Smith waits turn on line

Updated: 7:10 p.m.

Don't look for No. 1 pick Andre Smith to make his first NFL start at right tackle any time soon in the heat of a playoff run.

With left tackle Andrew Whitworth locking down his side by allowing just one sack this season and right tackle Dennis Roland a brute force in the running game, offensive line coach Paul Alexander is content with the status quo of his unit. Smith, who made his debut last Sunday in about 10 snaps, figures to continue to get eased in.

But that's about it right now.

"It's hard to get him in there too much," Alexander said after Thursday's practice on the Paul Brown Stadium turf. "Frankly, Roland is playing so good it's hard to disrupt the chemistry of what you've got going."

It basically comes down to this: The Bengals aren't 1-11-1 and looking to cultivate guys for next year.

"Winning the game is way more important than developing Andre Smith," Alexander said. "We're right in the thick of something very special and we have to make sure we see that through."

A couple of things are working against Smith from a physical and mental standpoint. The guy just isn't ready. The weight issue isn't as big as it was a month ago when he was trying to get back from the foot injury, but since Smith has missed a month of preseason because of a holdout and then the next six weeks because of a broken foot, Alexander says he simply needs reps.

"It's almost impossible for an established veteran to miss training camp and have a solid season," Alexander said. "You see it all the time where a lineman misses a lot of camp and he doesn't have that great of a season. That's the challenge he's dealing with."

Plus, this is the season the Bengals have flipped the balance of power in the AFC North with the help of the unbalanced line. The myriad of alignments have become a staple of the physical Bengals running game, but it is also a mental challenge for even the veterans.

"We've given them a huge amount of information to digest every week in the game plan, maybe more than I've ever given them," Alexander said. "Which is amazing because they're young and inexperienced. But they're smart. There were a couple of games earlier in the year where they were (nervous), but they've kind of gotten over that now. They've played in big games. They've executed with poise. We're just growing every day. Good lines play together for years, not just weeks, and we're still in the weeks development of it."

The Bengals think Smith is bright when it comes to Xs and Os (it's a reason they drafted him) and they believe he's done a good enough job in the weight department that he can give them some quality snaps.
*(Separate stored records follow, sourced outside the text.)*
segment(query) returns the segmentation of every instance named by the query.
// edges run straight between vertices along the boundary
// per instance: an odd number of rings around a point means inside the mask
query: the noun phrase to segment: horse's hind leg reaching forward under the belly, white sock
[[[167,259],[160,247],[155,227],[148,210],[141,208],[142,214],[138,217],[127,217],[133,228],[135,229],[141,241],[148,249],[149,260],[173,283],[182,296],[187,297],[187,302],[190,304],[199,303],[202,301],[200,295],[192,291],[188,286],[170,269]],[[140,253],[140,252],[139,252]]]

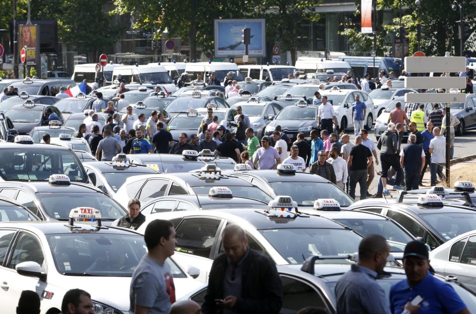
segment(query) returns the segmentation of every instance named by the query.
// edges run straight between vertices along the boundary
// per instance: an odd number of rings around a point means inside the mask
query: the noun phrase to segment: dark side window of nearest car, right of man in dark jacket
[[[303,307],[318,307],[327,309],[326,302],[320,293],[308,283],[295,278],[281,275],[282,282],[282,308],[281,313],[296,313]]]

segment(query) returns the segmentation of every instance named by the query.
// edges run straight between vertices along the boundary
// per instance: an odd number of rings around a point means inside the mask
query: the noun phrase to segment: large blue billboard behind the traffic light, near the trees
[[[215,19],[215,57],[235,57],[245,54],[243,28],[251,29],[249,56],[266,56],[265,19]]]

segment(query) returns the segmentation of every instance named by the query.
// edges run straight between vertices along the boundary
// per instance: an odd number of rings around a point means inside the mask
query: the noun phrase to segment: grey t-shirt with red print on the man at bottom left
[[[149,314],[168,314],[175,302],[175,286],[167,262],[160,264],[144,255],[132,275],[129,298],[131,313],[137,304],[150,308]]]

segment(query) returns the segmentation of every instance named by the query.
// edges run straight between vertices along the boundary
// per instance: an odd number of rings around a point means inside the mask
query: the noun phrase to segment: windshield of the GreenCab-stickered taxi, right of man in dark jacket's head
[[[279,219],[282,218],[273,218],[276,223]],[[358,234],[345,229],[282,228],[258,231],[290,264],[303,263],[315,255],[354,254],[362,240]]]

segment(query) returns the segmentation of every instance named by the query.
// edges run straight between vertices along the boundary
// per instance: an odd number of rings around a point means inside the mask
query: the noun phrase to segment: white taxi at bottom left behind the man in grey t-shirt
[[[96,220],[96,225],[76,223],[78,219]],[[63,296],[73,288],[91,294],[94,313],[129,313],[131,277],[146,253],[143,236],[101,226],[101,214],[93,208],[72,209],[68,224],[0,223],[1,313],[16,313],[23,290],[38,293],[41,314],[60,313]],[[172,258],[167,263],[177,299],[200,287]],[[188,269],[198,276],[196,267]]]

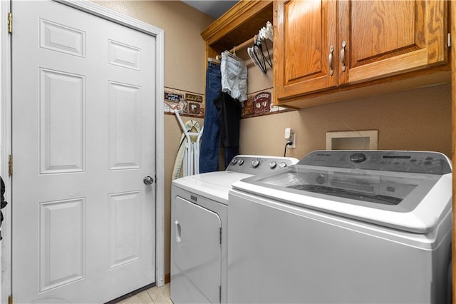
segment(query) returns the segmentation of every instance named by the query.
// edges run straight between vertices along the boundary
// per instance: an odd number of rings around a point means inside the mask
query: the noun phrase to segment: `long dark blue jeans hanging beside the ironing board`
[[[220,66],[209,62],[206,71],[206,108],[204,130],[199,148],[199,173],[219,169],[219,129],[220,120],[214,100],[222,93]]]

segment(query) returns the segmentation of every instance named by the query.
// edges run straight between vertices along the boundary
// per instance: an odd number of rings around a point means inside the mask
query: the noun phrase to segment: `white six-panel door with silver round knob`
[[[155,38],[13,1],[12,293],[105,303],[155,282]]]

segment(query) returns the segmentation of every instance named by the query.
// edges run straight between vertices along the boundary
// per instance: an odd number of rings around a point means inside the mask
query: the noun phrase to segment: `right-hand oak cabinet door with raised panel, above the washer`
[[[447,1],[342,0],[338,8],[339,84],[447,62]]]

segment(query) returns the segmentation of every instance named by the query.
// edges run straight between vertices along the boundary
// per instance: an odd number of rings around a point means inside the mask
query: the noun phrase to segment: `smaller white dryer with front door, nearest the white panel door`
[[[296,158],[233,158],[226,171],[172,181],[171,300],[227,303],[227,203],[234,181],[276,172]]]

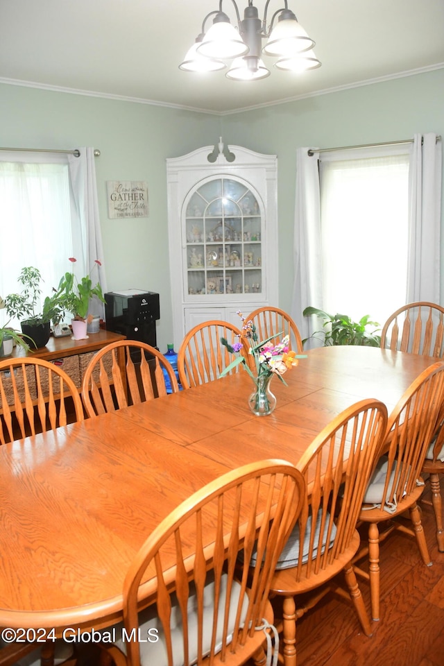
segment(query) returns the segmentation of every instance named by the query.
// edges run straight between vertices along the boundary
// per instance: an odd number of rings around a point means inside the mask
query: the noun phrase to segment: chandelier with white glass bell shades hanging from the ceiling
[[[214,10],[205,16],[200,35],[179,65],[185,71],[217,71],[228,67],[228,78],[237,81],[259,80],[270,76],[261,55],[278,58],[275,67],[287,71],[305,71],[321,67],[321,62],[314,55],[314,40],[311,39],[298,23],[296,15],[289,10],[287,0],[284,7],[275,11],[268,28],[267,11],[270,0],[266,1],[264,18],[259,19],[253,0],[248,0],[241,21],[237,4],[232,0],[237,17],[237,28],[230,24],[230,19],[222,11]],[[205,23],[210,17],[213,23],[205,33]],[[277,20],[276,20],[277,19]],[[267,40],[262,46],[262,40]]]

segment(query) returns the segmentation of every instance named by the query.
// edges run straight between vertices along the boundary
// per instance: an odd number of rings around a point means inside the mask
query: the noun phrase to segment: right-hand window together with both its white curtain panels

His weight is still a mystery, but figure he's a shade under 340 because he doesn't look all that different from last year, when he played at 330, which is where the club would like him.

And Alexander says he's not just a run blocker.

"He's doing a good job with just the things we've selected him to do, He's a good pass blocker. He's a talented kid," Alexander said. "The best thing to do is to put him in unpredictable situations, where the opponent doesn't expect him. Whatever that means."

Easing Smith in as the right tackle next to another tackle or picking spots to line him up as the sole tackle (which the Bengals did twice against the Browns) is how Alexander broke in the last two Bengals first-round tackles, Willie Anderson in 1996 and Levi Jones in 2002.

"You can control what plays they need to study; it's a way to teach the offense in pieces," Alexander said. You can't force the pace one way or the other. You can't rush it too far ahead. You just have to let it evolve. You'll know the right time to put a guy in. You can't put a guy in before he's ready and it does no good to hold a guy back when he's ready to go."

Smith is just not ready. Not with the way Roland is playing, Alexander says. Even though he's 26 and this is his third year in the NFL as an undrafted free agent out of Georgia, the last six games have marked only Roland's second through seventh NFL starts. He's big (6-9, 350), tenacious (he's survived five cuts), and he's a technician (a coach's son).

At 6-9, he's not going to be an artist in space and he allowed some heat on the passer from the edge in the past two games. Raiders end Greg Ellis got Roland for a sack in Oakland two weeks ago and outside linebacker Kamerion Wimbley got him for one last week and some pressures. Those are two pretty good rushers. Ellis has 82 career sacks and Wimbley is a former 13th pick in the draft that averages about six sacks per year.

Alexander is reluctant to stick Roland with the Wimbley sack because it came off a funky play-action move and says, "You almost have to (credit) it to them." But he's still very high on Roland and loves his smarts and toughness and fundamentals.

"He's been a solid guy. He's a real good run blocker," Alexander said. "He's like a first-year player. He'll get better as he goes along."

Meanwhile, that other first-year player is also available.

"He did OK in the game," Alexander said of Smith. "He practiced better this week, which helped him get his feet wet."